Memgraph for Memgraph

Posted on Jul 20, 2023 • Originally published at memgraph.com

How to Build a Graph Web Application With Python, Flask, Docker & Memgraph

#flask #docker #memgraph #webdev

The goal is straightforward (or at least it seems simple enough). Let's build a
web application in Python that can visualize a graph and run some cool graph
algorithms out of the box. Maybe it's not your flavor, but I prefer the
Flask web framework for such occasions, so bear with me through this
tutorial.

Now, I am going to show you an example of how to accomplish this. You can also
take a look at the finished
app
on GitHub if you want to see the complete code.

The general outline of the tutorial is:

Create a Flask server
Dockerize your application
Import the data into Memgraph
Query the database

Graph visualizations will be covered in part two of the tutorial so stay
tuned! Spoiler alert, we are going to use D3.js to draw our graph.

Prerequisites

For this tutorial, you will need to install:

Docker
Docker Compose (which is included with Docker on Windows and macOS)

With Docker, we don't need to worry about installing Python, Flask, Memgraph...
essentially anything.

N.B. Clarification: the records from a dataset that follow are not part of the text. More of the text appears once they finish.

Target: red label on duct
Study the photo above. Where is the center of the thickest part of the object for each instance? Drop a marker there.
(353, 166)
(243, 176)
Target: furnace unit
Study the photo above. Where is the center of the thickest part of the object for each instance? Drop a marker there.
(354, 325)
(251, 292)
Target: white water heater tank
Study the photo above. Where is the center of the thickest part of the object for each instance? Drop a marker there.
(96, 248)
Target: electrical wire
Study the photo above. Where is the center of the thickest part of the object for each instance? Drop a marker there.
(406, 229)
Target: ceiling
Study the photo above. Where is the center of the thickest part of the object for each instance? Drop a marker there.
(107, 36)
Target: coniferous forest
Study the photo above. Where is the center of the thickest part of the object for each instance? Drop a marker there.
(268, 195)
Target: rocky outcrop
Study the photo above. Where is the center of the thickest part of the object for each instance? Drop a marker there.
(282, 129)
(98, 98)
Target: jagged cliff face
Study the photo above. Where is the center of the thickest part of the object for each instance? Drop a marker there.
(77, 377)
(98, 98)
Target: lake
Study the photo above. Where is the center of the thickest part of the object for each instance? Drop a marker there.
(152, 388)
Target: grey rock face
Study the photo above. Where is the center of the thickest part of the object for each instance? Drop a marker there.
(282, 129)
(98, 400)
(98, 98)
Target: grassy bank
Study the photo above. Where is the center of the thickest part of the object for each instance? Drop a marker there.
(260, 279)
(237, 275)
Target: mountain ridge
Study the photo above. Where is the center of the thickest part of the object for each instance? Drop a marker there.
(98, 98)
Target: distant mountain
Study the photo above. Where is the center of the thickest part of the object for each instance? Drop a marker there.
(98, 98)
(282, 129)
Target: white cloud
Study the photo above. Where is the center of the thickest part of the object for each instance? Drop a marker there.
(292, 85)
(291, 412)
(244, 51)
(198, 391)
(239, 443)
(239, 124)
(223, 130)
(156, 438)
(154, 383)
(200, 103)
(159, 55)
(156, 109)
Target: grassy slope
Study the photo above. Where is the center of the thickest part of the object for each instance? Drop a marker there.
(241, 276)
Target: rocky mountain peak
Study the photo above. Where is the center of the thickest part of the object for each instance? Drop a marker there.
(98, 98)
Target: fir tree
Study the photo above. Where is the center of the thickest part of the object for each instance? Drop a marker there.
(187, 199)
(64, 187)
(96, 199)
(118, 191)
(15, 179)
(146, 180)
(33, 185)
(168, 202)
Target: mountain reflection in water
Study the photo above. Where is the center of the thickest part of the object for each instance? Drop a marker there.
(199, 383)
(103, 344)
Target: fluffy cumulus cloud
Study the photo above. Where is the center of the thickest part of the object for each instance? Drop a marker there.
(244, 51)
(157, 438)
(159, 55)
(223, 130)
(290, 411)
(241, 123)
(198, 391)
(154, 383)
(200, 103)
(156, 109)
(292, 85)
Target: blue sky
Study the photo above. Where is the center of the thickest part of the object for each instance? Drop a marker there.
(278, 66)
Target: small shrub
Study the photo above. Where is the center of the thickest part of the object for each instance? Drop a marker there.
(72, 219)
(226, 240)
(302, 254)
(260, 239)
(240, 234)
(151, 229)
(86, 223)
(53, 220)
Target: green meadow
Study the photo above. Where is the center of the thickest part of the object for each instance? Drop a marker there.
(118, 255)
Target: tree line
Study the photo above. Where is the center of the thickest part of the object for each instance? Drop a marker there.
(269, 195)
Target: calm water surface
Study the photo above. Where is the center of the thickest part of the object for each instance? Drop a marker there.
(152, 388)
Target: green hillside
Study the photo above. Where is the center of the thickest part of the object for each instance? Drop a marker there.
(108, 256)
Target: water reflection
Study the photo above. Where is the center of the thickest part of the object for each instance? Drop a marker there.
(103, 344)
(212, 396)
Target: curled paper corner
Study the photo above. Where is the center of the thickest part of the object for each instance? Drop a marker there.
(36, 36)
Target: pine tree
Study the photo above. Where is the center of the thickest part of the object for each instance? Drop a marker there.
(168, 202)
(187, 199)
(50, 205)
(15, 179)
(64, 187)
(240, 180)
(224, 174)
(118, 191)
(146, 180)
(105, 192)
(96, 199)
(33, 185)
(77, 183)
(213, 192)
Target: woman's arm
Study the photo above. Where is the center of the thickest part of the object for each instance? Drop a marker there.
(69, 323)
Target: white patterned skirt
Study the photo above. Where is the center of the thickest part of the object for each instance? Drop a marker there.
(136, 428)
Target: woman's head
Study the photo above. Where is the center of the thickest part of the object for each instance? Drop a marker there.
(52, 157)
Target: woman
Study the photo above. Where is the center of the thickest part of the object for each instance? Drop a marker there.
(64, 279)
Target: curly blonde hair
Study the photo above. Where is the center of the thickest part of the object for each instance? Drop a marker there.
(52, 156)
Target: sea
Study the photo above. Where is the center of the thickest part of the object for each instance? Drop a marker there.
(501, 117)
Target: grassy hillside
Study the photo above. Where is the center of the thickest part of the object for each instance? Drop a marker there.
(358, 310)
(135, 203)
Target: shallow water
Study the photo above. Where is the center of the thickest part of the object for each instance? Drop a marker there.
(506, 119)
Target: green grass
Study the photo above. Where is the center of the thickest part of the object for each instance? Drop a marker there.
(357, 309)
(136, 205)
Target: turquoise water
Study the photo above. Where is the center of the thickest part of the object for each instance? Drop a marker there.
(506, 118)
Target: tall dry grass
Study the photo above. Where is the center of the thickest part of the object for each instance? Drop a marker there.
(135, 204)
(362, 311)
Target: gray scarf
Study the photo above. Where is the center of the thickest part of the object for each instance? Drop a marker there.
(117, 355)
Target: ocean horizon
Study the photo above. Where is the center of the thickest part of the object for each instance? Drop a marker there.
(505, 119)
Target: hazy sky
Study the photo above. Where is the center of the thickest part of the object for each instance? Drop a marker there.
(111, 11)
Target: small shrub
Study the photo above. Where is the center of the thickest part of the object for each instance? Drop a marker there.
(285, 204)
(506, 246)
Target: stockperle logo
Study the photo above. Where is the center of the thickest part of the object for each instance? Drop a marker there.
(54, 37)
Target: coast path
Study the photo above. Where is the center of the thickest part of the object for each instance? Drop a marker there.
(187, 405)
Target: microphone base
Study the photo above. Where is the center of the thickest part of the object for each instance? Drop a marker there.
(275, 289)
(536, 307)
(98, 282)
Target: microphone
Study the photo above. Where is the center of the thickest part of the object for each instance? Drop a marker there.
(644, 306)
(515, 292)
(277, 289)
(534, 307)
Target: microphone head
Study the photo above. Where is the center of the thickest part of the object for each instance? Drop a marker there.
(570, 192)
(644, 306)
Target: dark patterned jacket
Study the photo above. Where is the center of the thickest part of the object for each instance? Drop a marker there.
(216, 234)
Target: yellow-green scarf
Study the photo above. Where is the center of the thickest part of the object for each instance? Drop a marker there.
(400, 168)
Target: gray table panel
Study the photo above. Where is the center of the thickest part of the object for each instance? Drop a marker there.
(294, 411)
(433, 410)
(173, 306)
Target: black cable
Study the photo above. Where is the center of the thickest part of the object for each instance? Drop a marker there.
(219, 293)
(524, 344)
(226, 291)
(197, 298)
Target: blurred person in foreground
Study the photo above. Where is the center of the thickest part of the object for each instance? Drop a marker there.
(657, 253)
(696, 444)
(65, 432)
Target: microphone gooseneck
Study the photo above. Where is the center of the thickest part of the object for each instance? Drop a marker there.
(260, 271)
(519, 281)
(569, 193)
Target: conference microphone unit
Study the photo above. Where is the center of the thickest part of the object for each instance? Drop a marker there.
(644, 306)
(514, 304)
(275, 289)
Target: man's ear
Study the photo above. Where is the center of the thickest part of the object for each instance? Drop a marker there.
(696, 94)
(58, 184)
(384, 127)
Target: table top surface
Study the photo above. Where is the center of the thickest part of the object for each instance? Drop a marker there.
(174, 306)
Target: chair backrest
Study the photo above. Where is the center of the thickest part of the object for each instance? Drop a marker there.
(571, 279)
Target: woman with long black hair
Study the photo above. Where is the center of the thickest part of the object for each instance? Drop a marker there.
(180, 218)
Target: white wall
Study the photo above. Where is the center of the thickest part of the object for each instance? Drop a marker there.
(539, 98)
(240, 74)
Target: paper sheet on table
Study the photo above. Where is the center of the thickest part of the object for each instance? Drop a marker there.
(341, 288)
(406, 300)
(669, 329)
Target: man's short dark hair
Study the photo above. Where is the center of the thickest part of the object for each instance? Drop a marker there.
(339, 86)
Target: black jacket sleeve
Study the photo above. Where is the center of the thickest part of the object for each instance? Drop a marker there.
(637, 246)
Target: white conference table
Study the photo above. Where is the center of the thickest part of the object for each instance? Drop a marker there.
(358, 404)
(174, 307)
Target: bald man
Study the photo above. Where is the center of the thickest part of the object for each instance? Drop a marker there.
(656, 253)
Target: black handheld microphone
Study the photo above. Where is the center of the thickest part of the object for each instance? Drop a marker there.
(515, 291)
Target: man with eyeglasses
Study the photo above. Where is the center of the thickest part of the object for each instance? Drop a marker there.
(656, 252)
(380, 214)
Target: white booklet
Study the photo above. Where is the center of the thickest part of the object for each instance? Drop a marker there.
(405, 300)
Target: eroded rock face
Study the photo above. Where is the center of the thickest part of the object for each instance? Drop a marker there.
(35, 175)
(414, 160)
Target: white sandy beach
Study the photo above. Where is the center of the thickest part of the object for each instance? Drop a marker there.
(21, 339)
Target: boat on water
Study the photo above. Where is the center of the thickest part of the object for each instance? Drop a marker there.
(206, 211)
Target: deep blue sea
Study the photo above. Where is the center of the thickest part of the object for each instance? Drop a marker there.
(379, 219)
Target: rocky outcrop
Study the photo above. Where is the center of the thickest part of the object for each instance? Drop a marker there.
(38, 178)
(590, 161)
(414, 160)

Everything will be installed automatically and run
smoothly inside Docker containers!

Disclaimer: Docker fanboy alert

1. Create a Flask server

I included comments in the code to make it more understandable, but if at any
point you feel like something is unclear, join our Discord
Server and share your thoughts. First, create the
file app.py with the following contents:

import json
import logging
import os
from argparse import ArgumentParser
from flask import Flask, Response, render_template
from gqlalchemy import Memgraph

log = logging.getLogger(__name__)

def init_log():
    logging.basicConfig(level=logging.DEBUG)
    log.info("Logging enabled")
    # Set the log level for werkzeug to WARNING because it will print out too much info otherwise
    logging.getLogger("werkzeug").setLevel(logging.WARNING)

Other than the imports, the first few lines focus on setting up the logging. No
web application is complete without logging, so we will add the bare minimum and
disable the pesky werkzeug logger, which sometimes prints too much info.

Now, let's create an argument parser. This will enable you to easily change the
behavior of the app on startup using arguments.

# Parse the input arguments for the app
def parse_args():
    """
    Parse command line arguments.
    """
    parser = ArgumentParser(description=__doc__)
    parser.add_argument("--host", default="0.0.0.0", help="Host address.")
    parser.add_argument("--port", default=5000, type=int, help="App port.")
    parser.add_argument("--template-folder", default="public/template", help="Flask templates.")
    parser.add_argument("--static-folder", default="public", help="Flask static files.")
    parser.add_argument("--path-to-input-file", default="graph.cypherl", help="Graph input file.")
    parser.add_argument("--debug", default=True, action="store_true", help="Web server in debug mode.")
    print(__doc__)
    return parser.parse_args()

args = parse_args()

It’s time to create your server instance:

# Create the Flask server instance
app = Flask(
    __name__,
    template_folder=args.template_folder,
    static_folder=args.static_folder,
    static_url_path="",
)

You can finally create the view functions that will be invoked from the browser
via HTTP requests. In layman's terms, the homepage is called by:

# Retrieve the home page for the app
@app.route("/", methods=["GET"])
def index():
    return render_template("index.html")

The only thing that’s left is to implement and call the main() function:

# Entrypoint for the app that will be executed first
def main():
    # Code that should only be run once
    if os.environ.get("WERKZEUG_RUN_MAIN") == "true":
        init_log()
    app.run(host=args.host,
            port=args.port,
            debug=args.debug)

if __name__ == "__main__":
    main()

The somewhat strange statement os.environ.get("WERKZEUG_RUN_MAIN") == "true"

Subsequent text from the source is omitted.